TIDAK sulit dimengerti mengapa pidato Presiden Jokowi di Ecosperity Week di Singapura, Rabu (7/6) menjadi perbincangan internasional. Dalam event untuk mendorong pembangunan hijau itu Presiden memilih ‘jualan’ Ibu Kota Negara (IKN) Nusantara.
Memang tidak salah Presiden mempromosikan megaproyek IKN yang ditargetkan selesai pada 2045 itu. Terlebih, IKN memang didesain menjadi kota net-karbon pertama di Tanah Air.

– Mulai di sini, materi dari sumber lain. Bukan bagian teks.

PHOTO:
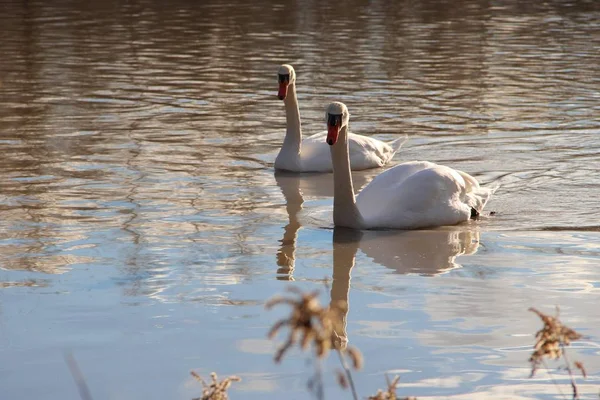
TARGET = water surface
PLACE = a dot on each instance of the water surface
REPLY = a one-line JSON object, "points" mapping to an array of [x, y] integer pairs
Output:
{"points": [[142, 226]]}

Dengan begitu, pidato ‘jualan’ IKN tersebut tidak salah dalam konteks tempat. Jangan pula kita memusingkan ajakan Presiden bagi warga Singapura tinggal di IKN. Sekadar tinggal jelas berbeda dengan kepemilikan. Selain itu, sebagai kota besar dunia, IKN memang harus siap menjadi melting pot.
Yang pantas diherankan ialah cermin prioritas Jokowi di pidato itu. IKN tampak sekali menjadi prioritas. Padahal, banyak target-target penting yang belum tercapai hingga akhir kepemimpinan ini.

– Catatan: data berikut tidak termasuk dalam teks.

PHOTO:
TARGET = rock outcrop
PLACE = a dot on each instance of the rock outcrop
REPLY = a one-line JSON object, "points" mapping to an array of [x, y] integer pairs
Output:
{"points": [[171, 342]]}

Memang dengan disahkannya Undang-Undang Nomor 3 Tahun 2022 tentang IKN, pemerintah mengemban amanat mewujudkan IKN. Sudah begitu, pemerintah sendiri menargetkan pembangunan tahap pertama selesai tahun depan, sementara hingga kini masih sepi investor.

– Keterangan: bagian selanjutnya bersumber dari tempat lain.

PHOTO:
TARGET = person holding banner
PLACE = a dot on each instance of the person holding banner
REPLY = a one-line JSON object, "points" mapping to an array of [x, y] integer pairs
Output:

Namun, IKN tidak boleh mengesampingkan target-target genting nasional. Khusus soal utang target di RPJMN 2020-2024, bahkan baru beberapa hari lalu disampaikan Menteri Menteri Perencanaan dan Pembangunan Nasional/Kepala Bappenas, Suharso Monoarfa, di DPR.
Sebut saja, angka stunting yang saat ini masih dikisaran 21,6%. Padahal, tahun depan ditargetkan dapat turun hingga mencapai 14%. Masih soal target RPJMN 2020-2024 yang jauh panggang dari api, yakni target fasilitas kesehatan tingkat pertama yang baru mencapai 56,07% pada 2022, sedangkan tahun lalu ditargetkan mencapai 83%.
Meski merupakan bidang kesehatan, kita sangat paham jika indikator- indkator itu sebenarnya sangat dipengaruhi tingkat ekonomi. Terbukti, provinsi-provinsi dengan capaian rendah indikator RPJMN itu juga merupakan provinsi dengan tingkat pendapatan terendah.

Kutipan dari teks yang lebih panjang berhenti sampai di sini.